[Math] Lebesgue measurablity of Hardy Littlewood maximal function

Question

This question maybe embarrassingly simple, but still I wish to ask whether the Hardy Littlewood maximal function is lebesgue measurable. I know it is Borel measurable as it is lower semi continuous if the function is locally integrable.
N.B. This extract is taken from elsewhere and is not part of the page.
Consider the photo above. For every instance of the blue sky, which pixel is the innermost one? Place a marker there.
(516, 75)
Is there any shorthand proof of Lebesgue measurablity ?

Answer 1

Recall that $f:\Bbb{R}^d\rightarrow \Bbb{R}$ is Lebesgue measurable if $\{f>\alpha\}$ is open for every real number $\alpha$ (this follows from the standard definition that $f$ is measurable if $f^{-1}([-\infty,\alpha))$ is measurable).

Then, let the maximal function be defined as usual $$ Mf(x)=\sup_{B\ni x}\frac{1}{\vert B\vert}\int_B\vert f(y)\vert dy $$

Now, $\{Mf>\alpha\}$ is open since if $y\in \{Mf>\alpha\}$, there is a ball $B$ such that $y\in B$ and

$$ \frac{1}{\vert B\vert}\int_B\vert f\vert >\alpha $$ And, for any other $x\in B$, we have

$$ Mf(x)\geq\frac{1}{\vert B\vert}\int_B\vert f\vert>\alpha $$and hence $x\in \{Mf>\alpha\}$ as well.